As is appeared in the Times Leader

By Jennifer Learn-Andes

Luzerne County’s Flood Protection Authority is seeking donations to update benches, kiosks and planting stations atop the Wyoming Valley Levee because the recreational enhancements can’t be funded by the levee fee.

“Help us beautify the levee by adding new landscaping, a fresh coat of paint on the garbage receptacles and upgrading the educational wayside kiosks with new information to be enjoyed by trail users,” says a new message on the authority’s website at

The path was added more than two decades ago as part of the levee-raising project.

It was designed primarily for vehicles to access the levee for maintenance and Susquehanna River flood monitoring without causing ruts and other damage. Bikers, joggers and walkers instantly gravitated to the path for recreation.

“It’s become a huge recreational component for the Wyoming Valley. That’s undeniable, and we want to do periodic maintenance and improvements,” Authority Executive Director Christopher Belleman said Monday.

However, the fee paid by levee-protected property owners must be used solely for flood-control expenses maintaining, repairing and operating the 16-mile system, which includes 13 pump stations, more than 120 underground wells and other components, he said.

Aware that the benches, landscaping, trash receptacles and kiosks need attention, the authority came up with the idea to seek both grants and public donations, he said.

“Some of the kiosks you can’t even read anymore. Everything is starting to show wear and tear,” Belleman said.

Donations will be kept in a segregated account, with receipts and expenditures tracked through bank statements and a part-time authority accountant, he said.

The authority website will accept donations in any amount but highlights a supporting level of $2, a bronze level of $10, a silver level of $100, a gold level of $1,000 and a platinum level of $10,000.

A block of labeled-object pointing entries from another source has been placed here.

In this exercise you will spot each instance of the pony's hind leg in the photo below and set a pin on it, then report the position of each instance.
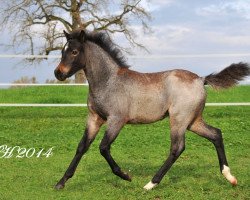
(93, 125)
(214, 135)
(114, 126)
(177, 147)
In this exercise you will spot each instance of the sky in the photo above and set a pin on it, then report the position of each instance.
(200, 36)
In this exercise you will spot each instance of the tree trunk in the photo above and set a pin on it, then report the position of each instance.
(76, 23)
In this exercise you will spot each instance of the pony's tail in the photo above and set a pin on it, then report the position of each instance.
(228, 77)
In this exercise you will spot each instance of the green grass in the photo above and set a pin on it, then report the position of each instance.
(140, 150)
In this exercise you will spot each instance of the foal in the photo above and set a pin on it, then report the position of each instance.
(119, 96)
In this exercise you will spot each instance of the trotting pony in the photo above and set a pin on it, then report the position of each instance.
(119, 96)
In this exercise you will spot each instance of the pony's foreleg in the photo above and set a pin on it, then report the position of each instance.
(93, 125)
(177, 147)
(114, 126)
(214, 135)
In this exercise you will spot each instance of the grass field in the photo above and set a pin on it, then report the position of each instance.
(140, 150)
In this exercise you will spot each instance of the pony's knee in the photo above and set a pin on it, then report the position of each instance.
(103, 149)
(217, 140)
(177, 150)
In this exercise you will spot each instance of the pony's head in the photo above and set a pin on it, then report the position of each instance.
(72, 55)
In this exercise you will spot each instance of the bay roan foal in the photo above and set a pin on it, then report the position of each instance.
(119, 96)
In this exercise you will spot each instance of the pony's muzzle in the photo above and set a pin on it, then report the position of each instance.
(59, 75)
(61, 72)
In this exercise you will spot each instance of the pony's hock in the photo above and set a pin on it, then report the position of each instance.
(119, 96)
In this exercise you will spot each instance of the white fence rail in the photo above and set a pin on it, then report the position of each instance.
(85, 105)
(222, 55)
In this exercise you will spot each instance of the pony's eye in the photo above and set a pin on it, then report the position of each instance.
(74, 52)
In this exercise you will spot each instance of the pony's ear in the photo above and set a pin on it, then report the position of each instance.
(82, 36)
(66, 35)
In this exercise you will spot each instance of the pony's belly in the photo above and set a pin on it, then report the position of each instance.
(147, 115)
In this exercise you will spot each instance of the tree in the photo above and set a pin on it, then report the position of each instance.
(30, 21)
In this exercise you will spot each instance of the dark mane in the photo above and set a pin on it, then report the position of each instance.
(105, 42)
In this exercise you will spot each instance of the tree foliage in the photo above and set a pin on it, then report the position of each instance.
(36, 25)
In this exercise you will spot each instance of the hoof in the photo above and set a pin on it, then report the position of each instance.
(234, 181)
(59, 186)
(226, 172)
(150, 186)
(126, 177)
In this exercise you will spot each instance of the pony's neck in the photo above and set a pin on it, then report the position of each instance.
(99, 66)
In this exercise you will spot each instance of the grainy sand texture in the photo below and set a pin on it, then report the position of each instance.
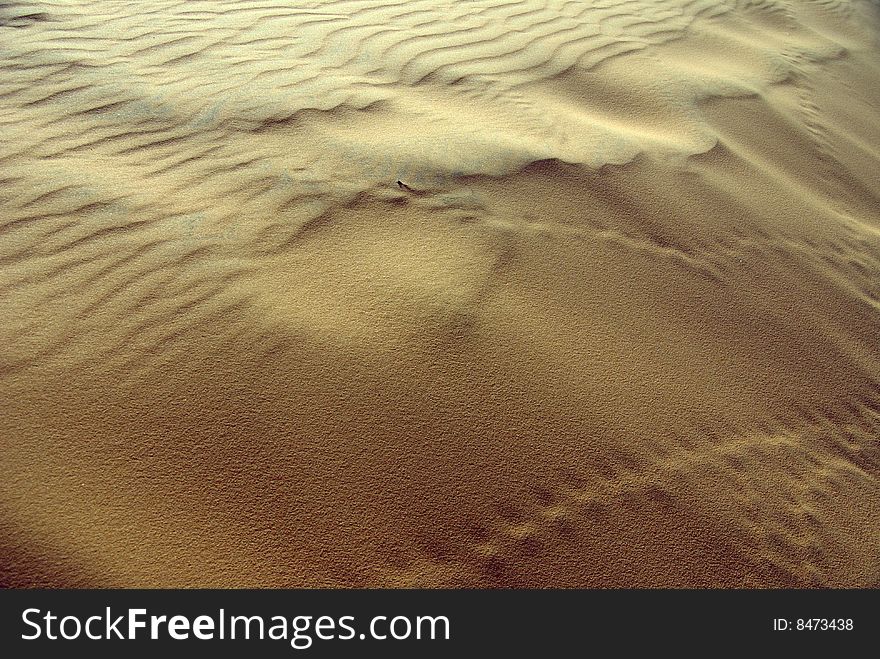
(618, 325)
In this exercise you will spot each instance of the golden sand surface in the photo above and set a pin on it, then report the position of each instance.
(619, 325)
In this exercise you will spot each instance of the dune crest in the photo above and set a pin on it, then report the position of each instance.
(616, 325)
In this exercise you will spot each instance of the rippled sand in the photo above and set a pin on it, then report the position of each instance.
(527, 293)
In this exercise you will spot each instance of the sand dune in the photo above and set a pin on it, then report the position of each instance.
(620, 325)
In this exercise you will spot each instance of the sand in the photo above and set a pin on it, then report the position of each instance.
(620, 325)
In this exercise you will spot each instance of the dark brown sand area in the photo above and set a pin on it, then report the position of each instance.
(619, 327)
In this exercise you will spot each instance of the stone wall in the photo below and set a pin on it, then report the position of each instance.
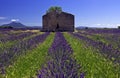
(58, 22)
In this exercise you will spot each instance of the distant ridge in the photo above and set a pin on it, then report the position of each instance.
(14, 25)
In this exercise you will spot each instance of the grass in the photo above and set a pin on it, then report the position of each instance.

Donors who contribute less than $2,500 will receive recognition on the authority website and in its bi-annual newsletter, it said. Those donating $2,500 or more will receive advertising rights for a year at one planting station, it said.

An accompanying pitch says the levee trail is among the favorite places in the county to “spend warm summer days.”

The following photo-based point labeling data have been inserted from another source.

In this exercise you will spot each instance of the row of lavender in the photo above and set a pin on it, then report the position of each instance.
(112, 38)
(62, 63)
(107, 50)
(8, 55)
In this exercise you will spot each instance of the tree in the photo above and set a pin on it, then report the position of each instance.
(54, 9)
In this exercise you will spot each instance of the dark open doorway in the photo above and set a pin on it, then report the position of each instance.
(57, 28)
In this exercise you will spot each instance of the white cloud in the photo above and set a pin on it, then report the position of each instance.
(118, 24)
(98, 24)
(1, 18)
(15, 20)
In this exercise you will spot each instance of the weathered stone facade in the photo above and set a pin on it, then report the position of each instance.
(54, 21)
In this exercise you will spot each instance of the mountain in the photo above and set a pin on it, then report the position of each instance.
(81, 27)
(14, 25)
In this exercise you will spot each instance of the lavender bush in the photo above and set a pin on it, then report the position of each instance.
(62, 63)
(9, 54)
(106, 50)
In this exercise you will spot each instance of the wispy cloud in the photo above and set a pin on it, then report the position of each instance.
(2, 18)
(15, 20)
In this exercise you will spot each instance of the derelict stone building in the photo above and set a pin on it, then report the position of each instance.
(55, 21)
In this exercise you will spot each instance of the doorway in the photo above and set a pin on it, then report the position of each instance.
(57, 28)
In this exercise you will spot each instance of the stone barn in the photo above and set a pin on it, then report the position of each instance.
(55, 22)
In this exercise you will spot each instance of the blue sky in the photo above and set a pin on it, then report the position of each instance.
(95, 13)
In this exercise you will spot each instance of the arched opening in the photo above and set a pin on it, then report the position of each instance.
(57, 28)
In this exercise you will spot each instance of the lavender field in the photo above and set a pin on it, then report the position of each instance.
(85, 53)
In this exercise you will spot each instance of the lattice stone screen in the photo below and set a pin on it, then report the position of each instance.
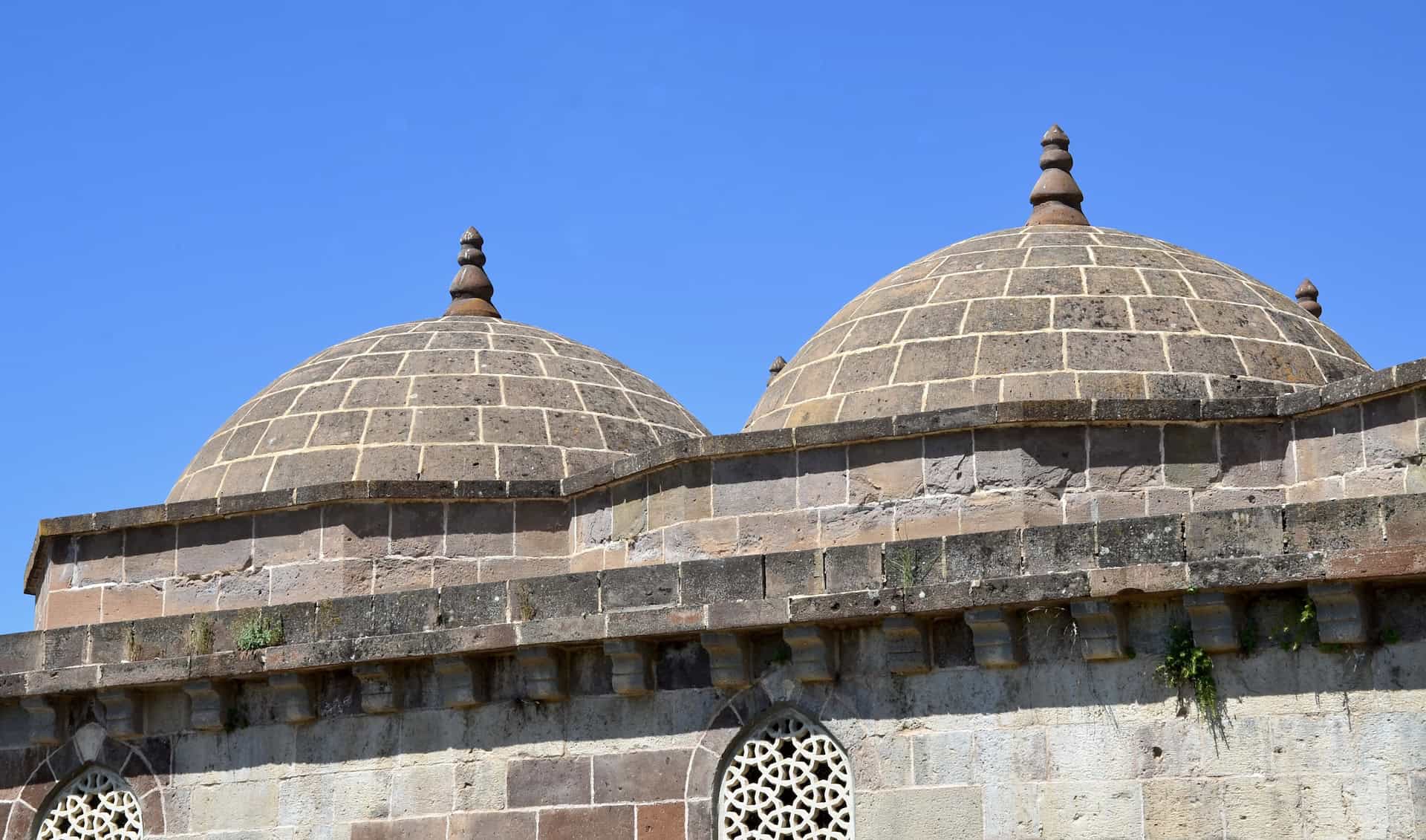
(94, 806)
(786, 781)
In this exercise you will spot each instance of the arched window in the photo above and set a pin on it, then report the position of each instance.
(786, 779)
(96, 804)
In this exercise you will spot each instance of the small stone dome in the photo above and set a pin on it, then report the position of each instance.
(463, 397)
(1054, 310)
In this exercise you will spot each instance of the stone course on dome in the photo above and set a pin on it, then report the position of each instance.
(449, 398)
(1052, 311)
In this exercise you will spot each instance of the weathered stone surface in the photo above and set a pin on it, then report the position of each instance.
(997, 636)
(632, 661)
(815, 652)
(1100, 629)
(1344, 612)
(1217, 618)
(294, 697)
(909, 649)
(544, 672)
(461, 682)
(728, 660)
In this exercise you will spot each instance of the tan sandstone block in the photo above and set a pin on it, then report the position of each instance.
(1182, 809)
(920, 812)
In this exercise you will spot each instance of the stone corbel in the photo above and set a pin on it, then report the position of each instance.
(908, 648)
(380, 686)
(728, 660)
(45, 723)
(1101, 629)
(632, 663)
(1215, 618)
(815, 652)
(207, 705)
(542, 669)
(997, 636)
(1344, 612)
(123, 712)
(463, 682)
(294, 697)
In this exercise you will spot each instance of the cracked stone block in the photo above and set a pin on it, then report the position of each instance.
(380, 686)
(997, 636)
(728, 660)
(461, 682)
(45, 723)
(206, 705)
(1215, 618)
(123, 712)
(1344, 612)
(908, 648)
(1100, 628)
(632, 661)
(815, 651)
(293, 697)
(542, 669)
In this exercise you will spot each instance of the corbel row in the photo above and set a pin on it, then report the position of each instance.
(997, 634)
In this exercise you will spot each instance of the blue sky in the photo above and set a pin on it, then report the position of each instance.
(195, 197)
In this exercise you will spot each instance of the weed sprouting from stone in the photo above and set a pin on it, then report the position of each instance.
(200, 635)
(1188, 668)
(1298, 625)
(260, 631)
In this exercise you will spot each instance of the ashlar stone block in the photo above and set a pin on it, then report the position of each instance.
(542, 671)
(1344, 612)
(294, 697)
(908, 648)
(632, 661)
(1215, 618)
(380, 686)
(815, 654)
(206, 705)
(123, 712)
(997, 636)
(1101, 629)
(728, 660)
(461, 682)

“But in recent years, it seems to have lost its magic. Help it flourish again by donating to the Wyoming Valley Levee Trail Recreation Beautification Project.”

New building

In another update, the flood authority closed last week on its purchase of the former state police training facility on Wyoming Avenue in Forty Fort for $565,000 to house its offices, Belleman said.

Mortgage payments for the Forty Fort building will be lower than the authority’s current $44,690 annual expense to rent 3,032 square feet of office space on Laird Street in Plains Township from Ja-Va Inc, he said.

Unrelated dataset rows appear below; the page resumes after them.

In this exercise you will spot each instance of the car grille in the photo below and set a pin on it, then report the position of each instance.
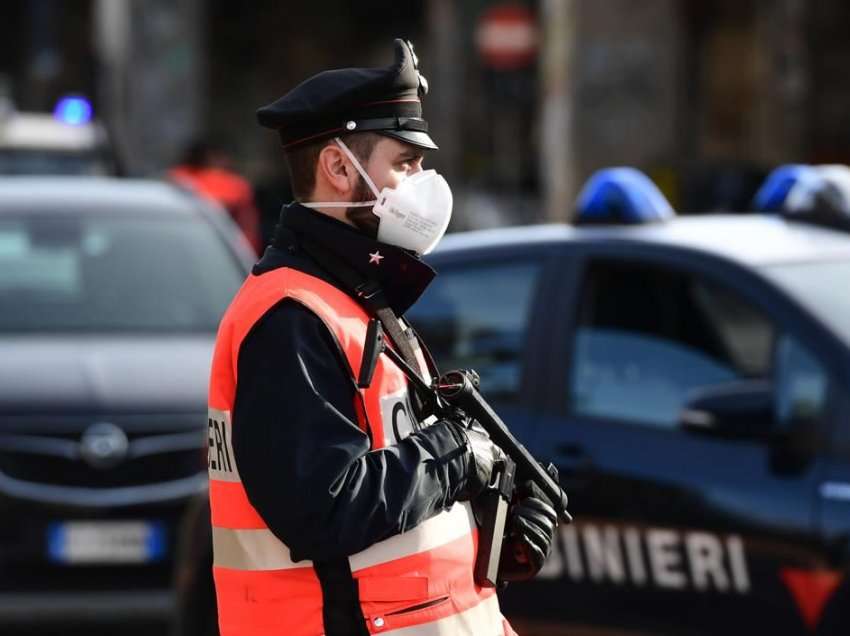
(59, 458)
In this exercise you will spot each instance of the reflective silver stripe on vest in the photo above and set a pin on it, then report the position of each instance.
(439, 530)
(251, 550)
(484, 619)
(262, 550)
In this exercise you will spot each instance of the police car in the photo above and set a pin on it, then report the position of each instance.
(68, 141)
(690, 377)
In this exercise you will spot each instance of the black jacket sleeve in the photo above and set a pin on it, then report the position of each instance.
(307, 467)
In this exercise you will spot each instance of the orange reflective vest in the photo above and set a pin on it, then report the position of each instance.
(260, 590)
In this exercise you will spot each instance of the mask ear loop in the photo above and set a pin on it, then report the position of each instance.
(366, 178)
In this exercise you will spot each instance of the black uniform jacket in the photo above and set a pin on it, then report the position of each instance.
(305, 463)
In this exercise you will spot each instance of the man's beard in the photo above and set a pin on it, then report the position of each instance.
(363, 218)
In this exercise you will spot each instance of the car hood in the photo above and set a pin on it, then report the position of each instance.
(86, 374)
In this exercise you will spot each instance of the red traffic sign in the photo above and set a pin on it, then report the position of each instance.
(507, 36)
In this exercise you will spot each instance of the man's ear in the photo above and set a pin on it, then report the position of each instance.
(334, 168)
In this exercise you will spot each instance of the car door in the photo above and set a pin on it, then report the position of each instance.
(480, 313)
(681, 530)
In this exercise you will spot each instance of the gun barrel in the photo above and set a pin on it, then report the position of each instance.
(456, 388)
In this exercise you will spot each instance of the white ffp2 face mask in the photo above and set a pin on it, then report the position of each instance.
(414, 215)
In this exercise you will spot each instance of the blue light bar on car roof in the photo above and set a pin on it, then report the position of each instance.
(73, 110)
(774, 191)
(621, 195)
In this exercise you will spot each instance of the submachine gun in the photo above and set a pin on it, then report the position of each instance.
(458, 391)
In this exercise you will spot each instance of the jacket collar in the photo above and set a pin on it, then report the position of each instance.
(402, 276)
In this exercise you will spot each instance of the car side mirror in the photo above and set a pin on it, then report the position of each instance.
(735, 410)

Located by the Wyoming Valley Airport, the 7,100-square-foot Forty Fort building also is adjacent to the authority’s levee maintenance shed, Belleman said.

Approximately 2,000 square feet in the Forty Fort property would not be needed by the authority and could be rented out to increase savings, he said.

The $565,000 purchase price was based on the authority’s appraisal and accepted by property owner Cecily P. Sesler, of Erie, the authority has said.

Belleman said he is optimistic the authority will occupy the new space by mid-2022 after painting, new carpeting and other minor modifications are completed.